Well, at least she didn't want me inside the building with her. I was basically just the getaway driver. Some part of me wondered why I had so thoroughly accepted my role in this madness, but I knew there was no turning back. Dee was going to do this with or without me, and I needed to make sure her chance of success was maximized.
“OK, got it,” I said.
“You ever drive a scooter?,” she thought to ask, “Martin is pretty forgiving. He's got a really low center of gravity, so it's even easier than a bike. Just go light on the throttle; he's not the typical Vespa.”
I assured her I could handle it but resolved to take a few practice spins around the factory just to be sure.
“We'll go in around 9am, height of the morning rush. I'll blend in with all the office drones on their way to their cubicles.”
“They have key card access to the building,” Brian advised, “You can't get past the reception area without an ID badge.”
“That's why I cased the place earlier today,” Dee handed her iPhone to Brian, “I got a few decent pictures of people with their badges out, good enough that we should be able to dummy up a reasonable facsimile. No need for an RFID chip, I'll just tailgate my way in behind someone else.”
“Oh give me that,” exclaimed Liz as she took the phone from her brother, “you know I'm the forger in the family.” She flipped through the pictures, expanding some of them with
a two finger gesture. “Yeah, these will work. You got in real close. You didn't make anyone suspicious, did you? Snapping all these pictures?”
“No, I was disguised as a courier, asked the guard at reception for an office number that wasn't in the building. Then I pretended to look up the address on my phone while I was actually taking pictures.”

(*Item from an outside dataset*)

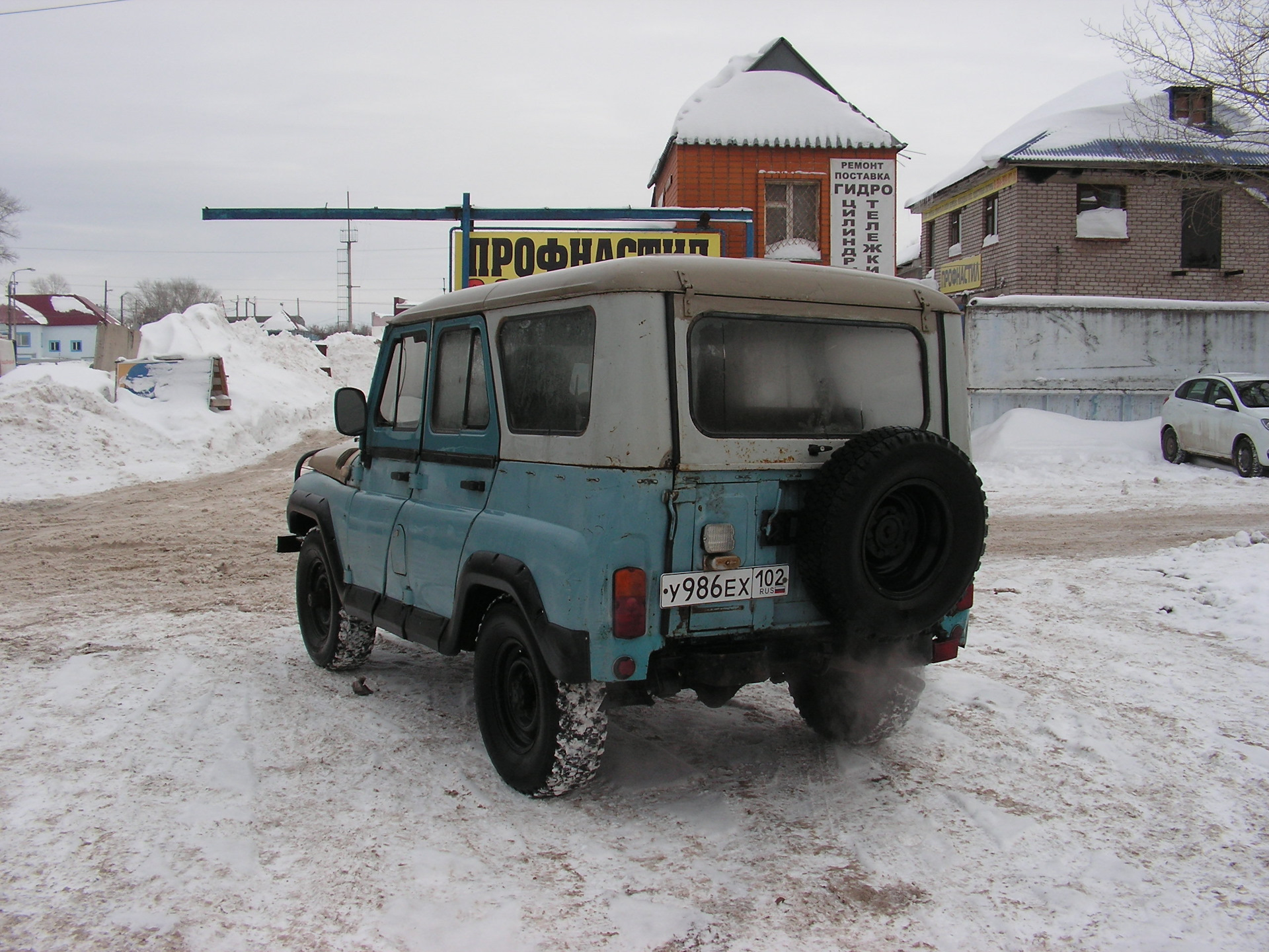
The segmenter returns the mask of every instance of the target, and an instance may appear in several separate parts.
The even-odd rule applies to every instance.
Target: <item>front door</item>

Seeing Dee's phone reminded me of something. I dug in my backpack and brought out my recent electronics project and began carefully unwrapping it from its bubble wrap. “Um, Dee, can I see your riding goggles for a minute?”
“Sure, just a sec.” She dug in her own backpack and handed them over, then noticing the package I was unwrapping. “So what's the gadget?”
“Upgrades,” was all I said. It would be easier to show them than try to explain. I adjusted one of the pico projectors in its plastic housing and then carefully slid it into the right eyepiece of the goggles.
Liz leaned over to Brian and said, “He brought toys.”
“Shush,” Brian answered, “we shouldn't disturb him. That looks like delicate work.”
“But he's not sharing,” she whispered back.
I became very conscious that I had derailed the planning session and become the center of attention. “Just give me a minute,” I said, “and all will become clear.” I positioned the second pico projector in the left eyepiece, finished attaching the wires to the processor block, then pinned the processor to the strap that holds the goggles in place.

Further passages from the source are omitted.